Uses cases for default security settings

  • First, the server is upgraded to V7.1.8 or V8.1.2 or later. Then, the client is upgraded. The existing client is not using SSL communications:
    • No changes are required to the security options for the client.
    • The configuration is automatically updated to use TLS when the client authenticates with the server.
  • First, the server is upgraded to V7.1.8 or V8.1.2 or later. Then, the client is upgraded. The existing client is using SSL communications:
    • No changes are required to the security options for the client.
    • SSL communication with existing server public certificate continues to be used.
    • SSL communication is automatically enhanced to use the TLS level that is required by the server.
  • First, the client is upgraded to V7.1.8 or V8.1.2 or later. Then, the server is upgraded later. The existing client is not using SSL communications:
    • No changes are required to the security options for the client.
    • Existing authentication protocol continues to be used to servers at levels earlier than V7.1.8 or V8.1.2 .
    • The configuration is automatically updated to use TLS when the client authenticate with the server after the server is updated to V7.1.8 or V8.1.2 or later.
  • First, the client is upgraded to V7.1.8 or V8.1.2 or later. Then, the server is upgraded later. The existing client is using SSL communications:
    • No changes are required to the security options for the client.

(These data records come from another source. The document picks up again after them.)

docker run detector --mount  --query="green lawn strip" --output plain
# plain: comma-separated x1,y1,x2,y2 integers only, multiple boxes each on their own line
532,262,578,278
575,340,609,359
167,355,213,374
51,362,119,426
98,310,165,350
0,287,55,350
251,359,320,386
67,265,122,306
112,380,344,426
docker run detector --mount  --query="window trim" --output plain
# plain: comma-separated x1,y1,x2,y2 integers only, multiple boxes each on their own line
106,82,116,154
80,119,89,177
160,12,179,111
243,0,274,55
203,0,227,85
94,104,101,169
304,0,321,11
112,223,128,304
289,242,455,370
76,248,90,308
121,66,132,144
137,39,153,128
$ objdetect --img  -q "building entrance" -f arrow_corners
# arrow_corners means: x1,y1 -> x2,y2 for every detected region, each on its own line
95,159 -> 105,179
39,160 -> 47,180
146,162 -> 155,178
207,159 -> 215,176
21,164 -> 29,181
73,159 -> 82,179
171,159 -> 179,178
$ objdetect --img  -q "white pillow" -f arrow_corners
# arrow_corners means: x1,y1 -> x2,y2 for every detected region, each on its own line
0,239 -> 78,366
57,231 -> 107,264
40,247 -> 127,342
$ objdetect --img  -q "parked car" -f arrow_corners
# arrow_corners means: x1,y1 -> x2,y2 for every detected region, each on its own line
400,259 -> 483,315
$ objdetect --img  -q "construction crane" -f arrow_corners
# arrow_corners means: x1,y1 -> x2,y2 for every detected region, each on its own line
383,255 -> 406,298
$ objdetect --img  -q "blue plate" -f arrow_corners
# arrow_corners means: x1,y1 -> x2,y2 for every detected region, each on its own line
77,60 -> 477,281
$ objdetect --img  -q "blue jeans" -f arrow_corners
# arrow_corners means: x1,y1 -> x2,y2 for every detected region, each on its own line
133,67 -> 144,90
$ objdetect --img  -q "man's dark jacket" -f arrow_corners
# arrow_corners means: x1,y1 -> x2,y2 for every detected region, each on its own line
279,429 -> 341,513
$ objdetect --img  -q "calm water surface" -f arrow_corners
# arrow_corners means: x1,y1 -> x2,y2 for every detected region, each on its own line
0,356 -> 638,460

    • SSL communication with existing server public certificate continues to be used with servers at levels earlier than V7.1.8 or V8.1.2.
    • SSL communication is automatically enhanced to use the TLS level that is required by the server after the server is updated to V7.1.8 or V8.1.2 or later.
  • First, the client is upgraded to V7.1.8 or V8.1.2 or later. Then, the client connects to multiple servers. The servers are upgraded at different times:
    • No changes are required to the security options for the client.
    • The client uses existing authentication and session security protocol to servers at versions earlier than V7.1.8 or V8.1.2 , and automatically upgrade to use TLS authentication when initially connecting to a server at V7.1.8 or V8.1.2 or later. Session security is managed per server.
  • New client installation, server is at V7.1.8 or V8.1.2 or later:
    • Configure the client according to a new installation.
    • Default values for the security options automatically configure the client for TLS-encrypted session authentication.
    • Set the SSL parameter to the Yes value if encryption of all data transfers between the client and the server is required.
  • New client installation, server is at a version earlier than V7.1.8 or V8.1.2 :
    • Configure the client according to a new client installation.
    • Accept the default values for client session-security parameters if SSL encryption of all data transfers is not required.
      • Non-SSL authentication protocol is used until the server is upgraded to V7.1.8 or V8.1.2 or later.
    • Set the SSL parameter to the Yes value if encryption of all data transfers between the client and the server is required, and proceed with the manual configuration for SSL.